Только-только стало рассветать, когда Таусен и его гости вышли из дому и направились к бухте. У Таусена за плечами был довольно тяжелый рюкзак с провизией. Как любезный хозяин он хотел всю дорогу нести его сам, но гости уговорили его отдать рюкзак им.
Идти пришлось против ветра. Порой захватывало дыхание. От времени до времени путешественники останавливались и поворачивались спиной к ветру.
— Вы, кажется, сказали, что до бухты двенадцать километров? — спросил Цветков.
— Да, по прямой линии, — ответил Таусен, — но нам придется пройти около шестнадцати.

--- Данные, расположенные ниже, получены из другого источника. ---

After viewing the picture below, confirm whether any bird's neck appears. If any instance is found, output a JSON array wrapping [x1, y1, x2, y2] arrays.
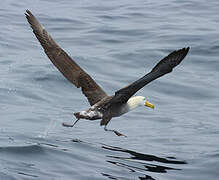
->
[[127, 97, 140, 111]]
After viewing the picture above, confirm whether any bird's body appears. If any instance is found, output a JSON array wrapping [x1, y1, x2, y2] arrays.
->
[[25, 10, 189, 135]]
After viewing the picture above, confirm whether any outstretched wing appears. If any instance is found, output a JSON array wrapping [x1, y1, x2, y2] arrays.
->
[[104, 47, 189, 110], [25, 10, 107, 105]]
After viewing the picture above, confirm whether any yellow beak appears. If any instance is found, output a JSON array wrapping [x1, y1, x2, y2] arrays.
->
[[144, 101, 154, 109]]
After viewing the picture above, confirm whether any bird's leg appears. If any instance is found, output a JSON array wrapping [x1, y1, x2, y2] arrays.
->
[[104, 125, 127, 137], [62, 118, 79, 127]]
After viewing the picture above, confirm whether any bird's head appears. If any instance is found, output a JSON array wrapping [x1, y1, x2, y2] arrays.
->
[[127, 96, 154, 110]]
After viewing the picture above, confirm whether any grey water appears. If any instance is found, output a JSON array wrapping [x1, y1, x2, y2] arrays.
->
[[0, 0, 219, 180]]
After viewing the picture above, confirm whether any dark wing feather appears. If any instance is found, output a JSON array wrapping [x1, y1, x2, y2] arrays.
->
[[25, 10, 107, 105], [104, 47, 189, 109]]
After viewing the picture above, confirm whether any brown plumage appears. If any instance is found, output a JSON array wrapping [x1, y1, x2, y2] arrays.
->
[[25, 10, 189, 135]]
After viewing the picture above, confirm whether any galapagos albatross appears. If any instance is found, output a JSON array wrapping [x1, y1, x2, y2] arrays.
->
[[25, 10, 189, 136]]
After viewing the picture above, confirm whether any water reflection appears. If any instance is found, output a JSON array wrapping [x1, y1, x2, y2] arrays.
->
[[102, 145, 187, 180]]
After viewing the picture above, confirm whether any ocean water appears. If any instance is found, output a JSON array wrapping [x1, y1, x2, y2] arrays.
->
[[0, 0, 219, 180]]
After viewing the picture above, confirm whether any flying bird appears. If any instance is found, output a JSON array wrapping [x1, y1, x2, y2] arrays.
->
[[25, 10, 189, 136]]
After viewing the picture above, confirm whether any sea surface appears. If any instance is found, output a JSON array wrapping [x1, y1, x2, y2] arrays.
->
[[0, 0, 219, 180]]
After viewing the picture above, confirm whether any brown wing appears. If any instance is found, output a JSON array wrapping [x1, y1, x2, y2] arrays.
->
[[25, 10, 107, 105], [101, 47, 189, 125]]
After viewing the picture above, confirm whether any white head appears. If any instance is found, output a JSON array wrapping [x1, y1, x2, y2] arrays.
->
[[127, 96, 154, 110]]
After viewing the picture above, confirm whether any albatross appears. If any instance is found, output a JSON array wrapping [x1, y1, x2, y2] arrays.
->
[[25, 10, 189, 136]]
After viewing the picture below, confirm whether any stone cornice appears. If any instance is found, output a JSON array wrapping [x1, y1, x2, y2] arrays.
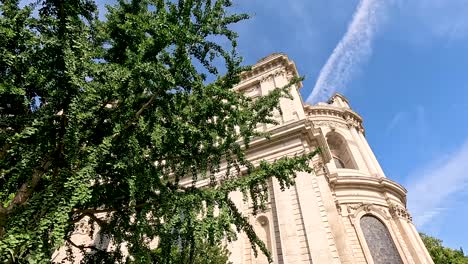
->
[[329, 173, 407, 204], [304, 105, 364, 131], [234, 53, 302, 90]]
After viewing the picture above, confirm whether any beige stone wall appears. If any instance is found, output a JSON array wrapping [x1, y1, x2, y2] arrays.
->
[[53, 54, 433, 264], [231, 54, 433, 263]]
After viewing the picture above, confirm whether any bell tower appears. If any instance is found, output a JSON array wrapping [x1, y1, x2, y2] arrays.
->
[[304, 94, 433, 263]]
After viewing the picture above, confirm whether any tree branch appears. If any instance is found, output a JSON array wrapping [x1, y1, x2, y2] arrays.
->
[[67, 238, 103, 251], [6, 156, 52, 214]]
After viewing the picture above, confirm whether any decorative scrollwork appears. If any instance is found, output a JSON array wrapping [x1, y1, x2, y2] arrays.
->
[[388, 204, 413, 221]]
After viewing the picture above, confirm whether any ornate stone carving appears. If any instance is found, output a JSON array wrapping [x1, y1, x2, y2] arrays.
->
[[388, 204, 413, 221], [313, 121, 347, 128]]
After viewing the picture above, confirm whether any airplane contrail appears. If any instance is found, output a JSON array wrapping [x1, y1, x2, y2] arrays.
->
[[306, 0, 386, 103]]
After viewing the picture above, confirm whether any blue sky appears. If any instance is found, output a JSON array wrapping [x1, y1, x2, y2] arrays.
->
[[76, 0, 468, 251], [224, 0, 468, 249]]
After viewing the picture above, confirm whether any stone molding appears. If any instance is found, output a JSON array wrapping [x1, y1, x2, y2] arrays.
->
[[389, 204, 413, 222], [304, 105, 364, 132], [329, 174, 406, 204], [235, 53, 302, 90]]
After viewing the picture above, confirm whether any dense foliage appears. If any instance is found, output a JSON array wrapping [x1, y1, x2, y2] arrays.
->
[[420, 233, 468, 264], [0, 0, 314, 263]]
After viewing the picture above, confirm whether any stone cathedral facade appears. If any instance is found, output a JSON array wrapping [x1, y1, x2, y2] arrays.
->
[[225, 54, 433, 264], [52, 53, 434, 264]]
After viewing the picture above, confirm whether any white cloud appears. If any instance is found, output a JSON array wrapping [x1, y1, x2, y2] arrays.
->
[[385, 111, 406, 134], [408, 139, 468, 227], [307, 0, 388, 103]]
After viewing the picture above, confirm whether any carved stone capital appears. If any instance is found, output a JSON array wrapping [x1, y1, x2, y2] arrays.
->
[[313, 121, 347, 129], [388, 204, 413, 222]]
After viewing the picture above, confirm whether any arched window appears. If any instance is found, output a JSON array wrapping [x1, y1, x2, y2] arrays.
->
[[255, 215, 272, 264], [327, 132, 357, 169], [333, 156, 346, 169], [361, 215, 403, 264]]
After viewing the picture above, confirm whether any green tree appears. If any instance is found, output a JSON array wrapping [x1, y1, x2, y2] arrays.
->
[[0, 0, 316, 263], [420, 233, 468, 264]]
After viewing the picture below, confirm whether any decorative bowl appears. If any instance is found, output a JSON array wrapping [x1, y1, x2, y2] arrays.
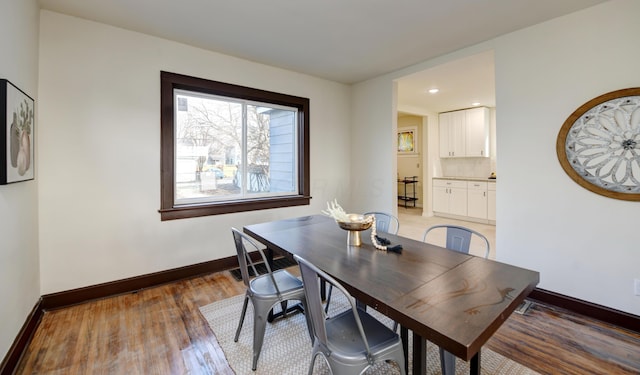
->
[[336, 214, 373, 246]]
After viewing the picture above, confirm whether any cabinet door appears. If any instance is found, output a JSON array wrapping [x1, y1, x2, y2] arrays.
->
[[487, 182, 496, 221], [433, 186, 449, 213], [438, 112, 452, 158], [467, 182, 487, 219], [465, 107, 490, 157], [438, 111, 466, 158], [449, 188, 467, 216]]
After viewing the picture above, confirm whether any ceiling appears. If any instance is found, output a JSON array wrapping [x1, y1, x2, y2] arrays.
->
[[39, 0, 606, 111]]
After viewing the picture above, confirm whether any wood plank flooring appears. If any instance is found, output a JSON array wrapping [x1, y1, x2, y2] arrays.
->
[[16, 271, 640, 374], [16, 212, 640, 375]]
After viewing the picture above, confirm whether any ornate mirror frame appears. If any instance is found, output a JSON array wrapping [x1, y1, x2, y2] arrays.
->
[[556, 87, 640, 201]]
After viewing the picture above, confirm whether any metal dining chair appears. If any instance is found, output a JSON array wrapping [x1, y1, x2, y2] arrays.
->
[[422, 224, 490, 375], [231, 228, 313, 371], [324, 211, 400, 312], [422, 224, 490, 258], [294, 255, 405, 375]]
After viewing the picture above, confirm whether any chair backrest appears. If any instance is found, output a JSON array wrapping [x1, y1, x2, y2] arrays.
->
[[422, 224, 490, 258], [231, 228, 280, 294], [294, 255, 371, 358], [365, 211, 400, 234]]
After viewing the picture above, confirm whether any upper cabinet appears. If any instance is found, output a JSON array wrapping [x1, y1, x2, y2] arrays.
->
[[439, 107, 490, 158]]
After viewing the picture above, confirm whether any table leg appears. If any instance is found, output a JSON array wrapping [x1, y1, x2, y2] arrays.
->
[[413, 332, 427, 375], [400, 326, 409, 374], [469, 350, 480, 375]]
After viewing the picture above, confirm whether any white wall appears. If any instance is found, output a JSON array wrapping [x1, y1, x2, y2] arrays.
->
[[0, 0, 40, 358], [496, 0, 640, 315], [350, 78, 398, 214], [352, 0, 640, 315], [38, 11, 350, 294]]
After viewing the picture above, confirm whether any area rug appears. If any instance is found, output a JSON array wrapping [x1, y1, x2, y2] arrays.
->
[[200, 289, 537, 375]]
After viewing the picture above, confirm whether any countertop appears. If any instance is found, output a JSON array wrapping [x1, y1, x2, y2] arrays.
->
[[433, 177, 496, 182]]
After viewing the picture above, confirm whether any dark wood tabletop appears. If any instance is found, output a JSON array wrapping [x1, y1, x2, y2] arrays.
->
[[244, 215, 540, 373]]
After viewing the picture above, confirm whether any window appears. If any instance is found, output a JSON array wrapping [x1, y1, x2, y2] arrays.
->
[[160, 72, 310, 220]]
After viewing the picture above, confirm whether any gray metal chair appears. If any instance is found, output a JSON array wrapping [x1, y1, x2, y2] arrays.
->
[[422, 224, 490, 375], [365, 211, 400, 234], [422, 224, 490, 258], [294, 255, 405, 375], [231, 228, 313, 371]]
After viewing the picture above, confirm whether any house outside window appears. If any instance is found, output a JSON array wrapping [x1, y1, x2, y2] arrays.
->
[[160, 72, 310, 220]]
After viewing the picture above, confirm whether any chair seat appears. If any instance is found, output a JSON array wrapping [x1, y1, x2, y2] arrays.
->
[[249, 270, 303, 298], [326, 309, 398, 358]]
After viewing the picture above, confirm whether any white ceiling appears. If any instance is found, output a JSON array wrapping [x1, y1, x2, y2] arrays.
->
[[39, 0, 606, 111]]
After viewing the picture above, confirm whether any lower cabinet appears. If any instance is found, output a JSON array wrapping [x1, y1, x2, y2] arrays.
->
[[433, 180, 467, 216], [467, 181, 487, 219], [487, 182, 496, 224], [433, 179, 496, 224]]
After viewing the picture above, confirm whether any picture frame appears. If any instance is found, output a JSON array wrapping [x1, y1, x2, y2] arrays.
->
[[398, 126, 418, 156], [0, 79, 35, 185]]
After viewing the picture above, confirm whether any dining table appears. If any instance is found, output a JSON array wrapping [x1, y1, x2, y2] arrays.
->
[[243, 214, 540, 374]]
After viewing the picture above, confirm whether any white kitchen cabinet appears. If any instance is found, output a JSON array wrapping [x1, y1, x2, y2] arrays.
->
[[467, 181, 487, 219], [438, 107, 490, 158], [487, 182, 496, 223], [439, 111, 466, 158], [465, 107, 490, 157], [433, 180, 467, 216]]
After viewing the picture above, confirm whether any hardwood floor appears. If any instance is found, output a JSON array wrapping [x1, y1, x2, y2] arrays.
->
[[16, 213, 640, 374]]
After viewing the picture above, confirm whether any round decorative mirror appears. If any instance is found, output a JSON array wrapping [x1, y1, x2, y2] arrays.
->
[[556, 88, 640, 201]]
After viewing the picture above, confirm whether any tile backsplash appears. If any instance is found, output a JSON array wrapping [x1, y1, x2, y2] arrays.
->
[[440, 158, 496, 178]]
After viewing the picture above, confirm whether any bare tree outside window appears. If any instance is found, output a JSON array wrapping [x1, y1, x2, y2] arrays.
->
[[160, 72, 308, 220]]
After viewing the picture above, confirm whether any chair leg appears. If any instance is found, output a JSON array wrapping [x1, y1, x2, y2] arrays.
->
[[308, 352, 320, 375], [251, 300, 272, 371], [301, 299, 315, 345], [324, 284, 333, 314], [233, 295, 249, 342], [439, 347, 456, 375]]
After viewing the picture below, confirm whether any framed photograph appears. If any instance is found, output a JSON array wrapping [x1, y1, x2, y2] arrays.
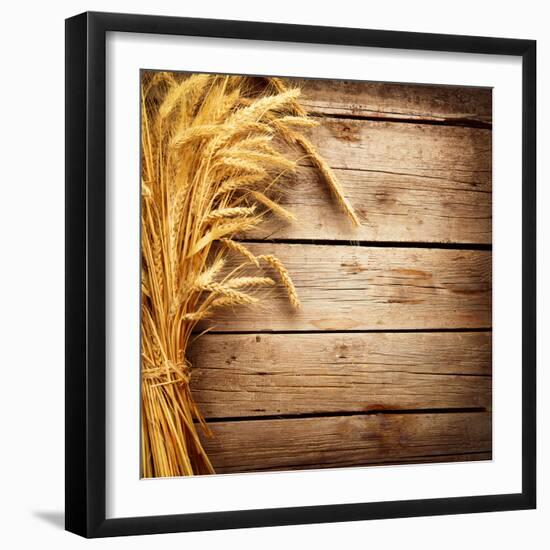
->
[[66, 13, 536, 537]]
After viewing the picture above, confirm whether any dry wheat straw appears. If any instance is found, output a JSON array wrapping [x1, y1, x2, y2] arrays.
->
[[141, 72, 357, 477]]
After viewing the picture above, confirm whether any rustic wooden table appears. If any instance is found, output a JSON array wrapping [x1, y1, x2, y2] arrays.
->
[[190, 80, 492, 473]]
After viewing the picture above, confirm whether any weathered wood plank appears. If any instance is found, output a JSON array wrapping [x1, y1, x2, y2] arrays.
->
[[190, 332, 491, 418], [202, 243, 491, 332], [203, 412, 491, 473], [245, 166, 492, 244], [295, 118, 492, 192], [288, 79, 492, 124]]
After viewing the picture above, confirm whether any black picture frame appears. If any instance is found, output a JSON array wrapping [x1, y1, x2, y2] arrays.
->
[[65, 13, 536, 537]]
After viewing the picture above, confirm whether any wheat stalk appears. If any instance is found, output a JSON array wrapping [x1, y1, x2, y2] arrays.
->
[[141, 72, 353, 477]]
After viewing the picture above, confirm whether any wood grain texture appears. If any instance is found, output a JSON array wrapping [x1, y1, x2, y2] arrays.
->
[[189, 332, 491, 418], [247, 112, 492, 243], [287, 79, 492, 124], [200, 243, 491, 332], [248, 166, 492, 244], [295, 118, 492, 192], [204, 412, 491, 473]]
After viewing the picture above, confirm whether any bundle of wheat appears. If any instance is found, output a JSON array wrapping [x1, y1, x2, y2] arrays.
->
[[141, 72, 358, 477]]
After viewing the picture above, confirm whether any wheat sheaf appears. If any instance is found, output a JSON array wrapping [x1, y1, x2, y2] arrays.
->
[[141, 72, 359, 477]]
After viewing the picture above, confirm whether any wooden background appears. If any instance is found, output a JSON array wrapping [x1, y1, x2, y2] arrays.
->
[[190, 80, 492, 473]]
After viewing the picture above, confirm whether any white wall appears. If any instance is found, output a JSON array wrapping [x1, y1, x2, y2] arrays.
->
[[0, 0, 550, 550]]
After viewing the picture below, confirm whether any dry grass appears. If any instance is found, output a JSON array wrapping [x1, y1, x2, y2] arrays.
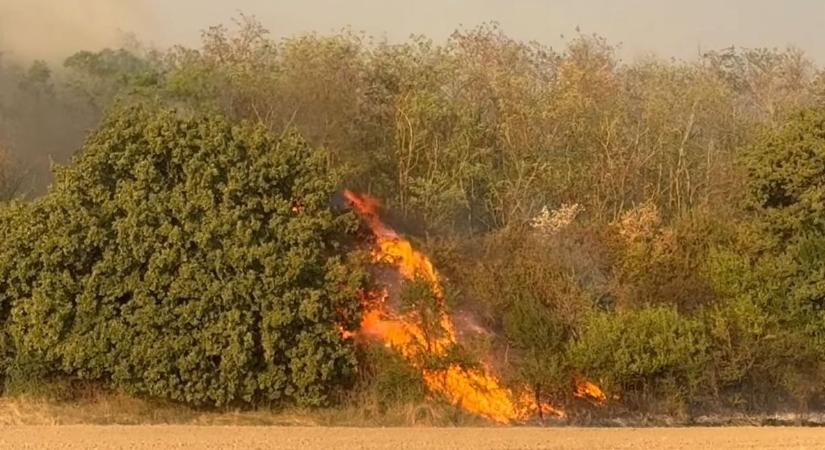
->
[[0, 425, 825, 450]]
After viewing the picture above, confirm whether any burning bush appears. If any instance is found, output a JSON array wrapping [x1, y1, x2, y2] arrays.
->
[[0, 107, 366, 405]]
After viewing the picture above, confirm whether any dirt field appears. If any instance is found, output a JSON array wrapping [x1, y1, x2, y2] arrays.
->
[[0, 425, 825, 450]]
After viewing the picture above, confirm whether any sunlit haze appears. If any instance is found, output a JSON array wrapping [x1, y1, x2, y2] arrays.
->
[[0, 0, 825, 62]]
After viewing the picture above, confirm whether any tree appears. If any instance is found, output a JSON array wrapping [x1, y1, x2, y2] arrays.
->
[[0, 106, 365, 405]]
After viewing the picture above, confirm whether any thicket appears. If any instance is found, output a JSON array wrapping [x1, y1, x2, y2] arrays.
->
[[3, 18, 825, 414], [0, 107, 366, 406]]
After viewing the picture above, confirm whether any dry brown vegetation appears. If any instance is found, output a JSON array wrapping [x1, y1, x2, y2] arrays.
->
[[0, 426, 825, 450]]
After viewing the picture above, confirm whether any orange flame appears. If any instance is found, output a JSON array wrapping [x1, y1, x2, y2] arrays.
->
[[344, 191, 576, 423], [573, 378, 607, 405]]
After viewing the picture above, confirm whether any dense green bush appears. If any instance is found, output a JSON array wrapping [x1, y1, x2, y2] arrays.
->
[[568, 306, 708, 407], [0, 107, 365, 405]]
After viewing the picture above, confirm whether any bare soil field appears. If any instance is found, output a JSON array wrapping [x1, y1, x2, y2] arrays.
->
[[0, 425, 825, 450]]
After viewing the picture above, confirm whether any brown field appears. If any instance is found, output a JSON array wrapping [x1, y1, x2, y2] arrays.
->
[[0, 425, 825, 450]]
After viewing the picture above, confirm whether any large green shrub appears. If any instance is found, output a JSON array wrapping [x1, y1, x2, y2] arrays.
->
[[568, 306, 708, 406], [0, 107, 365, 405]]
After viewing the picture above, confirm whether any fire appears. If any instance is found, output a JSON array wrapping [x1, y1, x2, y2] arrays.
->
[[344, 191, 604, 423], [573, 378, 607, 405]]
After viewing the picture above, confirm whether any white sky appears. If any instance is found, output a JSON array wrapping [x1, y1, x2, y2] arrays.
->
[[0, 0, 825, 63]]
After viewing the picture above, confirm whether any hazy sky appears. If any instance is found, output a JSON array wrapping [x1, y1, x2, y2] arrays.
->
[[0, 0, 825, 63]]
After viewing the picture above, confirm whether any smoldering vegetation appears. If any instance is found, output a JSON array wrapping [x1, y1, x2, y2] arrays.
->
[[0, 17, 825, 423]]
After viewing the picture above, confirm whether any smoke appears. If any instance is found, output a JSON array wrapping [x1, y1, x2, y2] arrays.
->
[[0, 0, 152, 62]]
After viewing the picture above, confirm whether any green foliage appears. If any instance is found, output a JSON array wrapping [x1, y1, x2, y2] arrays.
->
[[0, 16, 825, 411], [568, 306, 708, 406], [0, 107, 365, 405]]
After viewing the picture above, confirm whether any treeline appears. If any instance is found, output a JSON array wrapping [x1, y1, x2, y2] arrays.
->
[[0, 18, 825, 414]]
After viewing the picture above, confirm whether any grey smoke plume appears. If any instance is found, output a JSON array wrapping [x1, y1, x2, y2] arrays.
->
[[0, 0, 152, 62]]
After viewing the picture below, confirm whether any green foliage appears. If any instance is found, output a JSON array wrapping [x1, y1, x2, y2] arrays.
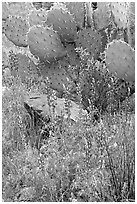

Дело в том, что путь здесь неровный: то места каменистые, покрытые твердой лавой, а то мягкая почва. Сейчас сыро, и я проведу вас, по возможности, твердой дорогой.
Нетерпение гнало Гущина, и он уходил далеко вперед.
— Напрасно торопитесь, — сказал Таусен, — скоро устанете, и вам трудно будет двигаться дальше.
Гущин покорился — он понимал, что Таусен прав.
Они шли по направлению к холмистой гряде, которую гости увидели из окна в ту ночь, когда наблюдали полярное сияние. Гряда медленно росла перед ними и оказалась цепью довольно высоких холмов. Местами цепь прерывалась, и в разрывах синело море. Не поднимаясь на холмы, путники прошли через лощину.